A compact reference for the DMARC terms most often used in onboarding and support content.
| Term | Definition |
|---|---|
| DMARC | A DNS-published policy that ties SPF and DKIM to the visible From domain and adds reporting and enforcement instructions. Stands for Domain-based Message Authentication, Reporting and Conformance. |
| SPF | A DNS record listing the servers or IP addresses authorised to send email for a domain. Stands for Sender Policy Framework. |
| DKIM | A cryptographic signature attached to email headers, used to verify message integrity and sender authenticity. Stands for DomainKeys Identified Mail. |
| Alignment | The requirement that the SPF or DKIM authenticated domain matches the visible From domain. Alignment is what makes DMARC meaningful — without it, passing SPF or DKIM alone doesn't prevent spoofing. |
| RUA | Aggregate report destination. The email address where mailbox providers send daily XML DMARC aggregate reports. Set via the rua= tag in your DMARC record. |
| RUF | Failure-report destination for message-level forensic reports, where supported. These contain more detail but are sent by fewer providers due to privacy concerns. |
p=none |
Monitoring-only DMARC policy. Messages that fail authentication are not affected — they're delivered normally. Reports are still sent, giving you visibility without any risk to mail flow. The recommended starting point. |
p=quarantine |
Policy asking receivers to treat failures as suspicious, typically routing them to the spam/junk folder rather than the inbox. An intermediate step between monitoring and full enforcement. |
p=reject |
Policy asking receivers to block and discard messages that fail DMARC authentication outright. Full enforcement. Required by PCI DSS v4.0 and UK government policy. |
| BIMI | Brand Indicators for Message Identification. A standard allowing verified brand logos to appear next to email in supported inboxes (e.g. Gmail) when DMARC is enforced at p=quarantine or higher. |
| Relaxed alignment | The default alignment mode (adkim=r, aspf=r).
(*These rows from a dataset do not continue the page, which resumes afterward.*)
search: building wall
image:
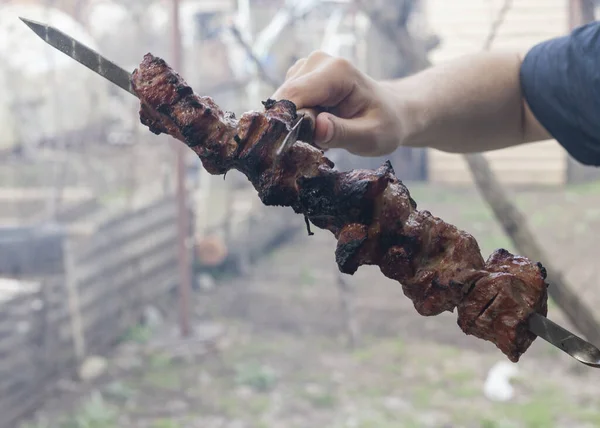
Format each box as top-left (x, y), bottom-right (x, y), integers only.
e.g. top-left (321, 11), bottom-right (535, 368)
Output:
top-left (427, 0), bottom-right (569, 185)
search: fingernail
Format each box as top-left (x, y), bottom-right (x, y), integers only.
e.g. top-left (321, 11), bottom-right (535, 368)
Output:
top-left (321, 119), bottom-right (334, 144)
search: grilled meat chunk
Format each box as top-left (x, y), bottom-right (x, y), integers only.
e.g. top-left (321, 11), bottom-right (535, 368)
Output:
top-left (132, 54), bottom-right (548, 362)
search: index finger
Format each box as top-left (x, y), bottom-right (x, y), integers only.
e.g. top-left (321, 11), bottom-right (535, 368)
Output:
top-left (272, 69), bottom-right (353, 109)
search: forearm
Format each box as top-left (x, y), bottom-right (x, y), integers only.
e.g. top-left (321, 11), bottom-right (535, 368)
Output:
top-left (384, 53), bottom-right (549, 153)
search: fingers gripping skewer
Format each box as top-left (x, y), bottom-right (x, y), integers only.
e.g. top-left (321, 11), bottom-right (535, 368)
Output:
top-left (21, 18), bottom-right (600, 368)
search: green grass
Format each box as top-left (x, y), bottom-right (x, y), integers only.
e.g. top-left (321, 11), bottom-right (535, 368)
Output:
top-left (300, 267), bottom-right (317, 285)
top-left (235, 363), bottom-right (277, 392)
top-left (151, 419), bottom-right (184, 428)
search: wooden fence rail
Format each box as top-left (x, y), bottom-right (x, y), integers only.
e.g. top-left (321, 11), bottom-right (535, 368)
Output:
top-left (0, 196), bottom-right (192, 428)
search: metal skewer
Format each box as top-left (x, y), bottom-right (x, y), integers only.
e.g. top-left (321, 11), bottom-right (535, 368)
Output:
top-left (20, 14), bottom-right (600, 368)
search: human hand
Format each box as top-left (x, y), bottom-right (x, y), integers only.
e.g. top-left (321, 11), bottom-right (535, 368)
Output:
top-left (271, 52), bottom-right (402, 156)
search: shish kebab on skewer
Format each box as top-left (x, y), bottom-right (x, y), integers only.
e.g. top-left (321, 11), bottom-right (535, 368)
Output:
top-left (21, 18), bottom-right (600, 367)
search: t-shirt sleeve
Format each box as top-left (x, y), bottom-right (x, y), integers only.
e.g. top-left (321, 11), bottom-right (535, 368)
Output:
top-left (521, 22), bottom-right (600, 166)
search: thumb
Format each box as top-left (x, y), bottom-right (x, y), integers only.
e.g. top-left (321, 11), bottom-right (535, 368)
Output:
top-left (315, 113), bottom-right (376, 155)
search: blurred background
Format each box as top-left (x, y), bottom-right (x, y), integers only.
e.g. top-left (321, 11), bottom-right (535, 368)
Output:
top-left (0, 0), bottom-right (600, 428)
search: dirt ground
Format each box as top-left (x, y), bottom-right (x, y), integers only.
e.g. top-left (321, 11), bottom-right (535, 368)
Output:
top-left (22, 181), bottom-right (600, 428)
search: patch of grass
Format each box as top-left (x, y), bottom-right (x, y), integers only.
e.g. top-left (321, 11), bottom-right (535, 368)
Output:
top-left (59, 393), bottom-right (118, 428)
top-left (151, 419), bottom-right (183, 428)
top-left (352, 347), bottom-right (375, 363)
top-left (235, 363), bottom-right (277, 392)
top-left (412, 386), bottom-right (433, 408)
top-left (103, 381), bottom-right (135, 401)
top-left (475, 232), bottom-right (515, 258)
top-left (245, 396), bottom-right (269, 416)
top-left (121, 324), bottom-right (152, 344)
top-left (454, 385), bottom-right (481, 398)
top-left (460, 202), bottom-right (494, 223)
top-left (301, 389), bottom-right (337, 409)
top-left (572, 406), bottom-right (600, 427)
top-left (495, 386), bottom-right (568, 428)
top-left (300, 267), bottom-right (317, 285)
top-left (143, 368), bottom-right (182, 390)
top-left (445, 370), bottom-right (477, 383)
top-left (148, 354), bottom-right (172, 370)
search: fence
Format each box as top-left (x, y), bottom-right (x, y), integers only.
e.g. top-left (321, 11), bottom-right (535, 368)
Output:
top-left (0, 196), bottom-right (191, 428)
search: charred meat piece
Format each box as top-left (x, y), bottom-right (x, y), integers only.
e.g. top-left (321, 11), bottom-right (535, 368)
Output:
top-left (458, 250), bottom-right (548, 362)
top-left (132, 54), bottom-right (548, 361)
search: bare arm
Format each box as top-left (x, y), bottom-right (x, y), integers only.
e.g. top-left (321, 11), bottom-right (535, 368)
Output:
top-left (273, 52), bottom-right (551, 156)
top-left (392, 53), bottom-right (551, 153)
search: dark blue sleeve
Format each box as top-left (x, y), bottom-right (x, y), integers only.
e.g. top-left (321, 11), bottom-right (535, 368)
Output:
top-left (521, 22), bottom-right (600, 166)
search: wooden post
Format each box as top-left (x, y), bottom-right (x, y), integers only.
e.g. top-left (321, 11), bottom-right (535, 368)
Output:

Allows the authenticated domain to be a parent of the From domain (e.g. subdomain passes if the root domain matches). |
| Strict alignment | Strict alignment mode (adkim=s, aspf=s). The authenticated domain must exactly match the From domain. More secure, but can cause issues with subdomains. |
| pct= | The percentage of failing messages that the DMARC policy should be applied to. Useful for gradual rollout: start with pct=5 and increase as you gain confidence. Defaults to 100. |
| Disposition | The action taken on a message based on DMARC evaluation: none, quarantine, or reject. OnlyDMARC surfaces disposition in each source row. |
| HELO/EHLO | The hostname a mail server announces during the SMTP handshake. Used as one input in SPF evaluation and shown in DMARC reports as an additional signal for identifying sending infrastructure. |
| Envelope-from | The sender address used in the SMTP envelope (also called the Return-Path or bounce address). Used by SPF for authentication. Different from the visible From header. |
| Header-from | The visible From address shown to email recipients. This is the domain DMARC alignment is evaluated against. The most important domain from a spoofing perspective. |
| MCP | Model Context Protocol. An open standard for connecting AI assistants to external tools and services. OnlyDMARC's MCP server enables AI-assisted DMARC investigation. |
Example DMARC records for common scenarios.
DMARC defines three policy levels, each progressively stronger.
p=none
No action taken on failing messages. All mail delivered normally. Reports sent to your RUA address. Use this to understand your sending landscape before enforcing.
p=quarantine
Failing messages are treated as suspicious. Most receivers route them to spam/junk. A useful intermediate step while you're still resolving unknown senders.
p=reject
Failing messages are outright rejected and not delivered. The strongest protection against spoofing. Required by PCI DSS v4.0 and UK government policy.